GDP growth in third quarter
Downwards revision to 3Q17 GDP not a reason for concern
At first sight, the downward revision of the preliminary estimate of the Italian 3Q17 GDP to 0.4% QoQ (1.7% YoY) from the preliminary 0.5% (1.8% YoY) might look disappointing. However, the details of the demand breakdown show some interesting features which bode well for future growth developments. Data shows that domestic demand remains the main driver of the Italian economic recovery, with a rebalancing of components towards investment. As expected, gross fixed capital formation turned out the main contributor to quarterly growth (0.5% contrib.), followed by private consumption, which added another 0.2%.

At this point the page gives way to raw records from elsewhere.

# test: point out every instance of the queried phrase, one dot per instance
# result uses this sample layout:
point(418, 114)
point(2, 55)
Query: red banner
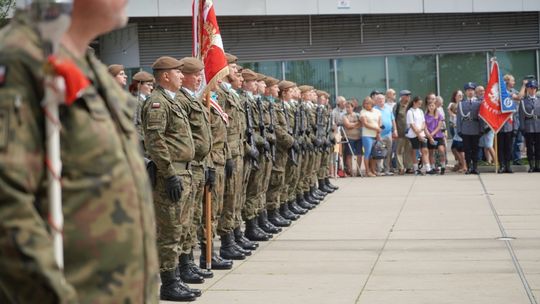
point(490, 109)
point(207, 43)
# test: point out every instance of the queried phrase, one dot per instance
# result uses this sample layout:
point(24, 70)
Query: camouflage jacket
point(109, 230)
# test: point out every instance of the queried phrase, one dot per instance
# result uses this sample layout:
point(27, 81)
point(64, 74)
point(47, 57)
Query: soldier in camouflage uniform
point(284, 143)
point(169, 144)
point(109, 225)
point(201, 166)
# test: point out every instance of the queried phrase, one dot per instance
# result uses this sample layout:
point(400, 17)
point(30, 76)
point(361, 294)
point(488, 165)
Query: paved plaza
point(401, 239)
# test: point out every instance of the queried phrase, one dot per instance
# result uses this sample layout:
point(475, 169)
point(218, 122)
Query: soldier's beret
point(305, 88)
point(191, 65)
point(249, 75)
point(231, 58)
point(404, 92)
point(469, 86)
point(143, 76)
point(271, 81)
point(285, 85)
point(532, 84)
point(261, 77)
point(115, 69)
point(322, 93)
point(166, 63)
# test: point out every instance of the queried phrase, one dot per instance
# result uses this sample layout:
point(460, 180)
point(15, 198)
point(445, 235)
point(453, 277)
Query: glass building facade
point(421, 74)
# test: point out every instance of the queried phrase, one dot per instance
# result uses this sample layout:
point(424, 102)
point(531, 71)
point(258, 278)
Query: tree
point(5, 7)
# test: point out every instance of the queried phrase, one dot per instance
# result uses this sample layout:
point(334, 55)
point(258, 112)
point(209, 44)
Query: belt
point(183, 165)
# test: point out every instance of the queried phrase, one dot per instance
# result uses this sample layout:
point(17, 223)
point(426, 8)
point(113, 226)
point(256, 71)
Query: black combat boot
point(217, 261)
point(324, 187)
point(242, 241)
point(228, 250)
point(265, 225)
point(329, 184)
point(186, 272)
point(275, 218)
point(508, 168)
point(195, 291)
point(300, 201)
point(293, 206)
point(286, 213)
point(254, 233)
point(207, 274)
point(172, 290)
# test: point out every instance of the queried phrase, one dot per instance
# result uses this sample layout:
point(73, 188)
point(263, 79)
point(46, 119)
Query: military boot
point(329, 184)
point(265, 225)
point(300, 201)
point(286, 213)
point(293, 206)
point(195, 291)
point(275, 218)
point(217, 261)
point(228, 250)
point(207, 274)
point(172, 290)
point(186, 272)
point(242, 241)
point(324, 187)
point(254, 233)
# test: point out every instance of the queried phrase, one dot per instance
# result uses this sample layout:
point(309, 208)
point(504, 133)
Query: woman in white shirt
point(371, 129)
point(416, 123)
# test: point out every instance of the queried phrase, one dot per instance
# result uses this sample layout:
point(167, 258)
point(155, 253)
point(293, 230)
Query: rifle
point(271, 129)
point(292, 153)
point(262, 128)
point(249, 133)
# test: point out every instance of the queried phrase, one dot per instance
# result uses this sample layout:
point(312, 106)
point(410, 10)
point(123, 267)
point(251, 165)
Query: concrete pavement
point(401, 239)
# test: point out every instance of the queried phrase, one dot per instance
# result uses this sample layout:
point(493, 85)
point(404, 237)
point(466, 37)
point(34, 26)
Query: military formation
point(261, 147)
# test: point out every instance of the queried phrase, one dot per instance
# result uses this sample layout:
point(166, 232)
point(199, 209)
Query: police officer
point(469, 126)
point(529, 115)
point(109, 223)
point(170, 145)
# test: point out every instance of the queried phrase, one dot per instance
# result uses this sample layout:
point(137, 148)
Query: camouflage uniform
point(109, 231)
point(169, 144)
point(284, 142)
point(232, 198)
point(202, 140)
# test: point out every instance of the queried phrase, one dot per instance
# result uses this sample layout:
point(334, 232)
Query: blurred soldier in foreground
point(109, 229)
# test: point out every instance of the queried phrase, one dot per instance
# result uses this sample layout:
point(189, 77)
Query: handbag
point(379, 150)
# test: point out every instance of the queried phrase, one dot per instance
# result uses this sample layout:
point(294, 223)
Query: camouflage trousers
point(189, 240)
point(254, 189)
point(292, 177)
point(232, 198)
point(171, 220)
point(217, 204)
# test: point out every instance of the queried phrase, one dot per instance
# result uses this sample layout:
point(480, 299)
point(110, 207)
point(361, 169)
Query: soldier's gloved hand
point(229, 168)
point(151, 169)
point(254, 153)
point(174, 188)
point(210, 177)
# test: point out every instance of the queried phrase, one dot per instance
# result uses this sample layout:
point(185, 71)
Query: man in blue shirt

More surprisingly, inventories contracted, subtracting 0.5% from quarterly growth, reversing the 0.4% positive contribution posted in 2Q17. Interestingly, the investment breakdown shows that equipment and other products have become the main driver (0.43% quarterly contribution) in the gross fixed capital formation domain, taking over transport equipment (0.27% contribution) and leaving construction (0.03% contribution) far away. The 6% QoQ (5.4% YoY) leap in equipment investment is likely reflecting the delayed impact of the introduction (in last year's budget) of existing generous tax incentives against a backdrop of a reduced capital stock. Chances are that, against a positive external/internal demand backdrop, the equipment investment recovery will continue in the 4Q17, if at a less spectacular pace.
Interestingly, notwithstanding strong domestic demand, net exports also provided a positive 0.14% contribution. Exports expanded a healthy 1.6% QoQ and imports 1.2% QoQ, possibly reflecting the surprising setback of inventories, which typically have a strong import component.
Domestic demand drive is getting more evenly balanced
Confidence data point to continued growth in 4Q17
Looking forward, available data evidence points to a continuation of GDP growth in 4Q17, with a clear industrial drive. The November manufacturing PMI, also released last Friday, has climbed to 58.3 (from 57.8 in October), the highest reading since 2011, pushed by the new orders component. The concurrent gain in the relevant employment component might suggest that the flat October employment Istat reading might be only a pause in the trend. To be sure, we will need more confirmations from the services sector, whose latest PMI readings have been slightly controversial. In a low inflation environment, the continuation of the employment recovery trend remains key to propel disposable income in the absence of any substantial acceleration in wages. We believe that this will materialise and that the current recovery will remain unambiguously demand-driven.
Based on available evidence, we are currently forecasting another expansion of the Italian GDP in 4Q17 at a 0.5% quarterly pace with the average yearly reading for 2017 at 1.6%.